Euhexomyza simplicoides

Scientific classification
- Kingdom: Animalia
- Phylum: Arthropoda
- Class: Insecta
- Order: Diptera
- Family: Agromyzidae
- Genus: Euhexomyza
- Species: E. simplicoides
- Binomial name: Euhexomyza simplicoides (Hendel, 1920)
- Synonyms: Melanagromyza simplicoides Hendel, 1920; Melanagromyza kirgizica Rohdendorf-Holmanova, 1959;

= Euhexomyza simplicoides =

- Genus: Euhexomyza
- Species: simplicoides
- Authority: (Hendel, 1920)
- Synonyms: Melanagromyza simplicoides Hendel, 1920, Melanagromyza kirgizica Rohdendorf-Holmanova, 1959

Species of fly

Euhexomyza simplicoides is a species of fly in the family Agromyzidae and forms woody galls on many species of willow.

==Description==
The woody gall is a spindle-shaped swelling tapering into the stem.

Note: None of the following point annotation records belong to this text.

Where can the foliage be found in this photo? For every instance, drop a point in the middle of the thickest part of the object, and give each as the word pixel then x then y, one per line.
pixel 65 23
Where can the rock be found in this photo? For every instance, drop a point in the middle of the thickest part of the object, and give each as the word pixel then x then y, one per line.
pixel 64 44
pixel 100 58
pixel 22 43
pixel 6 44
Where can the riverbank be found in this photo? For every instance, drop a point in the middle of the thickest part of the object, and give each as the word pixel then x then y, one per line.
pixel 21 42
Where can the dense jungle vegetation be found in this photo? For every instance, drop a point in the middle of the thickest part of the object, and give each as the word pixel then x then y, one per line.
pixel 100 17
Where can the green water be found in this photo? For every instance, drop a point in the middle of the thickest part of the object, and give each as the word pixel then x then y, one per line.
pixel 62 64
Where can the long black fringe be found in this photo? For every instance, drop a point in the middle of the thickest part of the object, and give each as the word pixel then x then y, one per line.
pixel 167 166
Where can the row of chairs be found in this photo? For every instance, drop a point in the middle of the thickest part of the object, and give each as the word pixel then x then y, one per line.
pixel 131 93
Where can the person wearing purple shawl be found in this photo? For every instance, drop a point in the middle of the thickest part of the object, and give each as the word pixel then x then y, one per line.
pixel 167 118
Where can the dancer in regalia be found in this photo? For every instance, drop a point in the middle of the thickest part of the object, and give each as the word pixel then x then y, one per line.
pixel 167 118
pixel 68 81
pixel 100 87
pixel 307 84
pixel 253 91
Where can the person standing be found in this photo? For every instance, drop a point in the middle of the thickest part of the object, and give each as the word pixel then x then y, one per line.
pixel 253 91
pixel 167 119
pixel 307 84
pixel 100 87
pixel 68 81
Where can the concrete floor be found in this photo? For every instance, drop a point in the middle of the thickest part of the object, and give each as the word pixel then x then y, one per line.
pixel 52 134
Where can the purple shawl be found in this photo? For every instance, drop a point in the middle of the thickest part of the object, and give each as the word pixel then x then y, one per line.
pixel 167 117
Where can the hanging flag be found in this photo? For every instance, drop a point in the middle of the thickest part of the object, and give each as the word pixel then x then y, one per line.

It is about 2 cm long and at its widest 0.5 cm, but can be indistinct, with the stem barely swollen. Several galls may form around the stem. During the summer there is one white larva in a spherical chamber, which pupates and overwinters in the gall. The puparium is yellowish, with bright reddish brown front segments.

Goat willow (S. caprea) is considered to be the main host but has been recorded from many species of sallow including S. alba, S. triandra and S. viminalis and on the hybrids between them. Also recorded on S. aurita, S. cinerea, S. cinerea subsp. oleifolia, S. pedicellata and S. repens

==Distribution==
Recorded from United States, Austria, Belgium, Finland, France, Germany, Hungary, Italy, Kyrgyzstan, Lithuania, Netherlands, Poland, Spain and Switzerland.

==Parasitoids==
- Sphegigaster glabrata Graham, 1969 — a parasitoid wasp.